ANNEX 3
Producing Trustworthy Scientific Information in the EOS Information Federation
The most significant challenge to the EOS Information Federation would be to provide trustworthy information that scientists can integrate into their research and teaching. Creating well-designed and integrated approaches to product design, production environment, and interaction with users would allow the federation and its members to address and resolve issues for the quality and trustworthiness of data and information that are long standing but rarely sufficiently resolved.
Perhaps the most important step in producing trustworthy information is managing the transition from algorithm development to maintaining a production environment. One set of issues involves scientists who develop algorithms to create information from instrument data or from other data products. If the new information is useful and in high demand, then the scientist must become the manager of a production data facility or find a way to transfer the production responsibility to others. The federation should develop a template to guide this process as it recurs within EOS and the community.
The second set of issues concerns maintaining a comprehensive perspective on product marketing. The intended purposes of a product must be thought through as part of the process of designing the product and developing an approach to distribution and delivery. Once the product is flowing to users, its success in stimulating and facilitating scientific progress must be evaluated. If a product is not being used or is not contributing to scientific advance, then its design should be reevaluated.
The following considerations will be important in creating streams of trustworthy Earth observations and derivative information:
-
Development of process monitoring tools. To maintain active oversight without being overwhelmed by production operations, the algorithm developer must have tools to efficiently track the performance of the algorithm in the production environment. Thus, a central task is to create the theoretical and empirical envelope of expected values, for both instrument data and the results of the algorithm, so exceptions can trigger retention of diagnostic material for off-line analysis.
-
Maintaining product consistency as instruments or algorithms change. Each change should be accompanied by a theoretical and an empirical analysis to determine whether post hoc corrections can be applied to the product within acceptable error or whether reprocessing the entire record will be necessary.
-
Documenting the process. Inadequate documentation often prevents scientific data products from being used to their full potential, and adequate documentation is clearly essential for products monitoring long-term global change. The critical issue is whether future generations of scientists will be able to determine from archived and contemporary observations whether an apparent change is real or is an artifact of the observational and data-processing methods. Two concepts, still at embryonic stages within the Earth system science community, are likely to become a standard part of data operations.
The first is dataset publication—an institutionalized procedure to accomplish everything necessary to produce a high-quality, self-standing product that can be widely distributed with confidence and pride. Essential ingredients include a rigorous review of presentation and content prior to publication and a formal wrapper analogous to a book cover that uniquely identifies the product by key reference metadata, such as a title, subject, identifier, authors, and publisher. An emerging minimal standard for such metadata is the Dublin Core.11 Adhering to this standard would at once enable library-style searches and referencing by a very broad community on the same footing as books or journal articles. A verifiable sum check and institutional signature would be added to the wrapper to provide users with an assurance of authenticity, an important attribute of trustworthy information.

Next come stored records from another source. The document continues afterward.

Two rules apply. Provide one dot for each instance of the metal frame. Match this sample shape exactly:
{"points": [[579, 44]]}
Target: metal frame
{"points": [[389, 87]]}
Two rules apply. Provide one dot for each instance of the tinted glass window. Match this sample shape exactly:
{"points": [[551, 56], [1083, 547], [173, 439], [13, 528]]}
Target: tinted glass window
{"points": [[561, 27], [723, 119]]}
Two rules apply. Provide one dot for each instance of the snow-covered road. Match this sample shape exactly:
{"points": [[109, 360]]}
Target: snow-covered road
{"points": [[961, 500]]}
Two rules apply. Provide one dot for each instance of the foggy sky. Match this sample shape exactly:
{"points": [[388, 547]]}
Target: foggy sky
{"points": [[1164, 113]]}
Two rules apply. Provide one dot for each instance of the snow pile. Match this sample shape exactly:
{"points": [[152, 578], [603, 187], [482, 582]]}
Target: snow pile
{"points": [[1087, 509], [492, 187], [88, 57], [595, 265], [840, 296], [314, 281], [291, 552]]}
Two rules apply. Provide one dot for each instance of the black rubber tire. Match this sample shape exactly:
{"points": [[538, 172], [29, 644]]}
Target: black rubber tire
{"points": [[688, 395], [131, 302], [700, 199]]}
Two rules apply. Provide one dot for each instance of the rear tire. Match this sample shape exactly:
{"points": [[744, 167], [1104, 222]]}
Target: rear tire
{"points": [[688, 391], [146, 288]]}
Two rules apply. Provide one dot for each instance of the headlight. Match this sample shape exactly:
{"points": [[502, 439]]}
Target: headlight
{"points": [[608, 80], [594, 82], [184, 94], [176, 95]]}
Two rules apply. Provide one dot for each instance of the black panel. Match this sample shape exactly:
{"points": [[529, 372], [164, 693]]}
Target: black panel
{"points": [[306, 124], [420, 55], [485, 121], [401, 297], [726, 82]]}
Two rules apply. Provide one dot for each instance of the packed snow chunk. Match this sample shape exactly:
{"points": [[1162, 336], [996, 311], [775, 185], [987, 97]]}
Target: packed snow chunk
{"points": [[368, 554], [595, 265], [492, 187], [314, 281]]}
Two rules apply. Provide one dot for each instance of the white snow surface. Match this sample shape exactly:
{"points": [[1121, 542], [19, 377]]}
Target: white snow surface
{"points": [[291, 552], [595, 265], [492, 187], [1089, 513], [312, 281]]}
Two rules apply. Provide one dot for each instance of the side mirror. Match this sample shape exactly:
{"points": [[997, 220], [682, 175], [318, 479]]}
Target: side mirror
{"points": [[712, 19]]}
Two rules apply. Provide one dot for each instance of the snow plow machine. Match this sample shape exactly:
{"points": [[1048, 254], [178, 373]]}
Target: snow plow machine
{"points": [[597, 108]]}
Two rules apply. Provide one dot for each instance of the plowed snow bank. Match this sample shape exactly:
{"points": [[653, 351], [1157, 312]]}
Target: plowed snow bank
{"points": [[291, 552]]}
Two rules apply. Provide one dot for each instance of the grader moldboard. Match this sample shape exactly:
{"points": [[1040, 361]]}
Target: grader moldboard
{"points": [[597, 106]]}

The second new idea is science concept modeling, a process that aims to formally capture in an object-oriented metadatabase a logically complete description of the science concepts and the assumed relationships among them that were actually invoked while converting the input data into the final product, including a declarative representation of the algorithms and the decision criteria for control functions. At the highest conceptual level of such a model, abstract scientific concepts, such as four-dimensional fields of physical variables, are defined by the mathematical equations and the names that link them heuristically to the scientific literature. Beneath this descriptive layer are links to a variety of finite representa-
tions of the concepts and their associated data structures, and criteria for establishing approximate equivalence among such representations (i.e., equality within permitted tolerances). The mathematical equations are replaced by finite transformation algorithms acting on those representations and are expressed in a programming language that minimizes hidden side effects. Such a science concept model would extend the object-oriented modeling used in the ECS Data Model12 to the metadata and scientific theory surrounding operational processing. By isolating how and where qualitative judgments were inserted by the algorithm developer or production scientist, such a model would aid the design of effective oversight procedures, which in turn could be described and recorded similarly.
-
Interactions of personnel. The operations of the EOS Information Federation would involve delicate relationships among professional research scientists and information systems specialists. It is more likely that a variety of advantageous role models would be developed, rather than a crisp formula for success. Regardless of the size of the data-processing operation, leaders and managers must be sensitive to both the importance of addressing critical underlying issues and to the personal motivations and professional aspirations of all groups of specialists.
-
Cost benefits should accompany the effort to produce trustworthy information.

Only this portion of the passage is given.